A number sign (#) is used with this entry because of evidence that retinitis pigmentosa-31 (RP31) is caused by heterozygous mutation in the gene encoding topoisomerase I-binding arginine/serine-rich protein (TOPORS; 609507) on chromosome 9p21.

For a phenotypic description and a discussion of genetic heterogeneity of retinitis pigmentosa, see 268000.

Clinical Features

Papaioannou et al. (2005) examined 14 members of a French Canadian family segregating early-onset retinitis pigmentosa in an autosomal dominant fashion. Onset of symptoms ranged from 10 to 50 years of age and differed between the generations. Visual acuities were well maintained in most patients, with 13 of 14 having better than 20/40 and 9 of 14 having 20/20 acuities at their last examination.

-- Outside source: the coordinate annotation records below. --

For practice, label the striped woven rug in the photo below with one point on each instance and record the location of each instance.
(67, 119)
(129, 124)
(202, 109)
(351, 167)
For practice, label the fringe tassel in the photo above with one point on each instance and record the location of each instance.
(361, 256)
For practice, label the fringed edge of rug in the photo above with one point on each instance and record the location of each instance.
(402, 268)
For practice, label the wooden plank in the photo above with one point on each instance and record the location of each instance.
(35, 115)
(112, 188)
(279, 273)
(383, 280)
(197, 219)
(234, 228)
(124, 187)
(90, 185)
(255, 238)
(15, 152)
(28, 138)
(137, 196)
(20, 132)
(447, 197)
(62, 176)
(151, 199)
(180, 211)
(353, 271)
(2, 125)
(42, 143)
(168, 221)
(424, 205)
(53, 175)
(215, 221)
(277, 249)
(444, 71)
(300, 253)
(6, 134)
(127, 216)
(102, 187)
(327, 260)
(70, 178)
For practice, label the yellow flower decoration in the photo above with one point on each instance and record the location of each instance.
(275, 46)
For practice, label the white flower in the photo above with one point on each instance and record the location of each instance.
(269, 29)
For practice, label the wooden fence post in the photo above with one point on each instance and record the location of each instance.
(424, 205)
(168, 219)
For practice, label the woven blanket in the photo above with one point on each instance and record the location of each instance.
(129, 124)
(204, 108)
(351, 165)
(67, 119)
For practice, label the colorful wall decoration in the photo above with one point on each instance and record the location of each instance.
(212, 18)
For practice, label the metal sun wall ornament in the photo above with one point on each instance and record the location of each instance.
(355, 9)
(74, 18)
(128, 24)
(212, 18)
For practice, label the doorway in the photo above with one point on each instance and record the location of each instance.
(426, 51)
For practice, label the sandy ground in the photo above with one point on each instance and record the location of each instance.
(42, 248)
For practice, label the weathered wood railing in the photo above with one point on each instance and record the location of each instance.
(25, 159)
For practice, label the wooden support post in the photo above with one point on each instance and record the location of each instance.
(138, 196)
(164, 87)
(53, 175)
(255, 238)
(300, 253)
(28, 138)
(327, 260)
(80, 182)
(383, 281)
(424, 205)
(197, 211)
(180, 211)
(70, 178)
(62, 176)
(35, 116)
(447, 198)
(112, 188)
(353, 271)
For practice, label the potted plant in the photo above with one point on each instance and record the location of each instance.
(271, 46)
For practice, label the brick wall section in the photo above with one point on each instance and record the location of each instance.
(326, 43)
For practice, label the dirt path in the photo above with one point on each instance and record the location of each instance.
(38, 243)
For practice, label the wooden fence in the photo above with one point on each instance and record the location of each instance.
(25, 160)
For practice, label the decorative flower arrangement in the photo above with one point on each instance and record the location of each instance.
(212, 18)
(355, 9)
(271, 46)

Visual field sizes ranged from 10 to 80 degrees, and electroretinogram (ERG) abnormalities were highly variable as well, with early rod defects followed by cone defects. The earliest sign of disease, found in 3 children of the youngest generation, was an unusual perivascular cuff of retinal pigment epithelium atrophy surrounding the superior and inferior arcades. This progressed to a diffuse pigmentary retinopathy with choroidal sclerosis. One of the patients with a completely normal retinal appearance had ERG abnormalities similar to the symptomatic patients.


In a French Canadian family with early-onset autosomal dominant retinitis pigmentosa, Papaioannou et al. (2005) excluded known loci and performed a genomewide search that established firm linkage (lod score = 6.3 at theta = 0.0) with a 31-cM region on chromosome 9p22-p13, flanked by markers D9S285 and D9S1874.

Molecular Genetics

By sequencing genes located in the region of 9p21.1 identified as the critical region containing the RP31 gene, Chakarova et al. (2007) identified different heterozygous frameshift mutations in the TOPORS gene (609507) in 2 unrelated families with retinitis pigmentosa, including the family reported by Papaioannou et al. (2005). The lack of mutant TOPORS protein in patients was considered highly suggestive of haploinsufficiency, rather than a dominant-negative effect, as the molecular mechanism for disease, and made the clinical phenotype amenable to rescue by somatic gene therapy.